If you have a hasMany association, a common use case is that you want to list records of one table plus the number of associated records. For example you want to list the ten latest posts together with the number of comments each post has.
There are different ways how you can implement this. Probably the most common approaches are to use a counter cache or to use a sub query.
A counter cache is simply an additional counter field in the posts table (if we stay with the example of Post hasMany Comments). If a comment is added to a post, the counter is incremented. And it is decremented, if a comment is removed. A simple concept. You can find tutorials about using this concept with CakePHP on the blog of Robert Beekman (using the counter_cache behavior from the bakery) and on the blog of Christian Winther (using the built-in counter cache functionality from CakePHP 1.2beta).

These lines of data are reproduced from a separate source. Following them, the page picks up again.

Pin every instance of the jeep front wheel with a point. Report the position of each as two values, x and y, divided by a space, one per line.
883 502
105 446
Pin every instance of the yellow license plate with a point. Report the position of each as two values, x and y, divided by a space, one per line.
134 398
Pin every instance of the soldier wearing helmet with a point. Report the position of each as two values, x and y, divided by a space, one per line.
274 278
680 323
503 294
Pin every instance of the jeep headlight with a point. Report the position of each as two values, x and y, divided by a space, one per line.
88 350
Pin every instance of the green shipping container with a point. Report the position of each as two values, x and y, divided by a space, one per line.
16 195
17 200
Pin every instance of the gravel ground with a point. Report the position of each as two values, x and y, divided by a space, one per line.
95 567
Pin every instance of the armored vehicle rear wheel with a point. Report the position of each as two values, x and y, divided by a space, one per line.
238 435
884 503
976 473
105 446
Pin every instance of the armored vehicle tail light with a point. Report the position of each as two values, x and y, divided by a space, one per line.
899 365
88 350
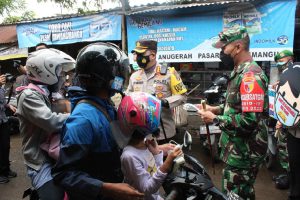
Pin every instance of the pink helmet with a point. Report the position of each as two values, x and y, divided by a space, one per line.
139 110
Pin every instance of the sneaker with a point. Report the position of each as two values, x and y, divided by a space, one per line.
282 182
11 174
3 179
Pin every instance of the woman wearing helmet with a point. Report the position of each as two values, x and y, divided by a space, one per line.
89 164
37 121
142 160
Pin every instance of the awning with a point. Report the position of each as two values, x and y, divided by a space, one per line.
8 34
12 52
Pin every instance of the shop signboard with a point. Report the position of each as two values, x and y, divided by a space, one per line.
189 37
101 27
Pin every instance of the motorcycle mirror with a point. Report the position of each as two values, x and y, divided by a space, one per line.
187 140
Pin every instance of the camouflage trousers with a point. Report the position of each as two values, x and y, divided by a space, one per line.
240 181
282 151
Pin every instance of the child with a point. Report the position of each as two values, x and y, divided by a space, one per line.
142 160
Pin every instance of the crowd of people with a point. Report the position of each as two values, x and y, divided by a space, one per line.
104 153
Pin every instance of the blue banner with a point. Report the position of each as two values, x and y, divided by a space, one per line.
100 27
186 35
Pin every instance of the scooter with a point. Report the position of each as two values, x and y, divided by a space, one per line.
189 180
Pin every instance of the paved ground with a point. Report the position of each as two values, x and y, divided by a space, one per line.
14 189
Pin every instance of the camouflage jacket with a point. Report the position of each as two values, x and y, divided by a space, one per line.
244 133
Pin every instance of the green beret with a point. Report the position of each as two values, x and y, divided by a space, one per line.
230 35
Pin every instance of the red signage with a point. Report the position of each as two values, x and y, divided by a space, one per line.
252 95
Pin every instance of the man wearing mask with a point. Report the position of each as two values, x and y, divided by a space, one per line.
282 60
244 134
5 171
162 81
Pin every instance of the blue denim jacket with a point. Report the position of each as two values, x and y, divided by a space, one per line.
3 117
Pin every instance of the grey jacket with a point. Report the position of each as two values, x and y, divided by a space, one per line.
37 122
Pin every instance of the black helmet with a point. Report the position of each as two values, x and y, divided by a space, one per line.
98 64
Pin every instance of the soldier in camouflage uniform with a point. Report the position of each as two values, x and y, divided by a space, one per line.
162 81
281 181
244 134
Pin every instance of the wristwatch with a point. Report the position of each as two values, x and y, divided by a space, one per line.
216 121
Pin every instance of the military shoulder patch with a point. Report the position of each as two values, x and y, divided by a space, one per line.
252 95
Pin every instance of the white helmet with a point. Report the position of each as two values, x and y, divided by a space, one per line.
44 66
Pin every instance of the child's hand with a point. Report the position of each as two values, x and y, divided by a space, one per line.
173 154
152 146
167 165
166 148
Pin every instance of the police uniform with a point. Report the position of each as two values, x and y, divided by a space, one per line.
164 85
244 134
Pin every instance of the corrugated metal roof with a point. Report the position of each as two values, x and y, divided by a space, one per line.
8 34
171 7
137 9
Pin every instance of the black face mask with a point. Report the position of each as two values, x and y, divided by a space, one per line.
226 59
142 61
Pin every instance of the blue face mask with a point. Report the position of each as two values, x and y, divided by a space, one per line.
280 64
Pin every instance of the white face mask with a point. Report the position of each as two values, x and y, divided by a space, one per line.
286 114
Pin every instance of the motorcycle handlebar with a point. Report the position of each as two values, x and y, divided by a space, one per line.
173 195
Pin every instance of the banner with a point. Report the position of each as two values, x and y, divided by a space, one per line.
272 94
187 36
100 27
13 52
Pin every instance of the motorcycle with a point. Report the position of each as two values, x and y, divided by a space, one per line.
214 131
189 180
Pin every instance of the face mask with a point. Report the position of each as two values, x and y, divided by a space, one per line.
280 64
142 61
226 59
286 114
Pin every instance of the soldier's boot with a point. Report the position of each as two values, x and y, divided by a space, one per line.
282 182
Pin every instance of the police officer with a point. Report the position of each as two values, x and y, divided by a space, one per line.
162 81
282 60
244 134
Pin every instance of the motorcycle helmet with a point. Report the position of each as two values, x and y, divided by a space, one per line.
45 66
138 112
101 66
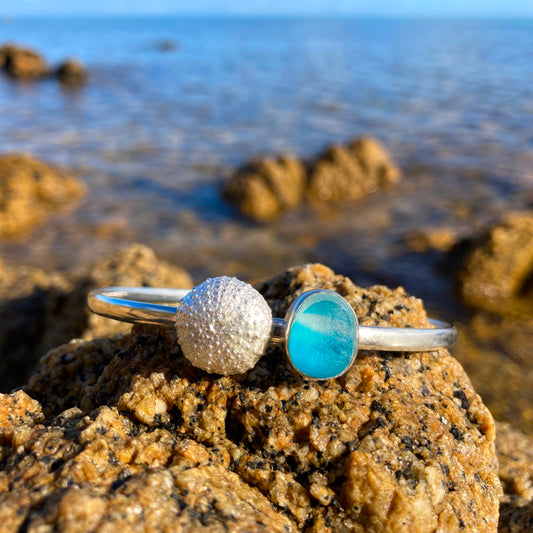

The second approach is to use a sub query. It is quite straight-forward, the only “difficulty” is to bring the result into the format used by CakePHP. Here the code:
// in the Post model
function findAllAndCountComments($conditions) {
$this->recursive = 0;
$posts = $this->findAll($conditions, array('Post.*', "(select count(c.id) from comments as c where c.post_id = Post.id) as 'comment_count'"));
$posts = $this->toCakeArrayFormat($posts);
return $posts;
}
private function toCakeArrayFormat($posts) {
$result = array();
for ($i = 0; $i < sizeof($posts); $i++) {
$result[$i]['Post'] = $posts[$i]['Post'];
$result[$i]['Post']['comment_count'] = $posts[$i][0]['comment_count'];
}
return $result;
}
From a performance point of view this approach is not as good as the counter cache approach. It requires n+1 selects on the database side (maybe it gets internally optimized, I don’t know) whereas with a counter cache only one select is needed. On the other hand it doesn’t depend on some “magic” functionality. But in the end it depends on your preferences which approach you will use.

Small performance improvement:
instead of:
for ($i = 0; $i < sizeof($posts); $i++) {
perhaps this:
$nr = sizeof($posts);
for ($i = 0; $i < $nr; $i++) {
The subquery you use in your example will probably not get optimized internally, because the Post.id differs for every record. Instead you should use a group by clause. This is a big performance upgrade when you compare it to using subqueries.
$fields = array(’Post.*’, ‘COUNT(Comment.id) as comment_count’);
$conditions = ‘GROUP BY Post.id’;
$this->findAll($conditions, $fields);
Don’t forget though to do this recursively (otherwise the table Comment will not be recognized) OR recursive = 0 and bind the Comment model on the fly with a hasmany association.
Hi,
I agree with Ivo – approach with GROUP BY is much faster.
I usually write more complex queries by myself – I don`t try to fit the query to CakePHP manner.
BTW: if you use PostgreSQL, you can write:
‘COUNT(Comment.id) as Post__comment_count’
And CakePHP will parse the column to own array format automaticaly.
Regards
To use GROUP BY in a $conditions array:
$conditions = array(’Post.id’ => 42, ‘1=1 GROUP BY Post.id);
I think the same applies to HAVING (i.e. ‘1=1 HAVING count(Comment.id) > 5)
@all: Thanks for your comments!
@Simon: Yes, your code snippet is more efficient than what I wrote.
@Ivo, Michal, GreyCells: To make it work with GROUP BY I have to use a manual query as CakePHP no longer uses a join:
$this->execute('SELECT Post.*, COUNT(Comment.id) AS comment_count FROM posts AS Post LEFT OUTER JOIN comments AS Comment ON Comment.post_id = Post.id GROUP BY Post.id');@cakebaker:
What is your opinion on using this kind of functionality at the database level (stored procedures, callbacks, etc)? Seems to me that is the most appropriate place.
Sorry, callbacks = triggers :) Got CakePHP on the brain
@Brandon: Good question. From a logical point of view it is the appropriate place, and in a company I worked some years ago we used stored procedures for almost everything (with MS SQL server). But in the meantime I don’t use stored procedures anymore, as it is much easier to implement this logic on the model level instead of the database level. You don’t have to learn a new language, and you can use the tools you are used to (at least with SQL server it was a pain to write stored procedures *g*).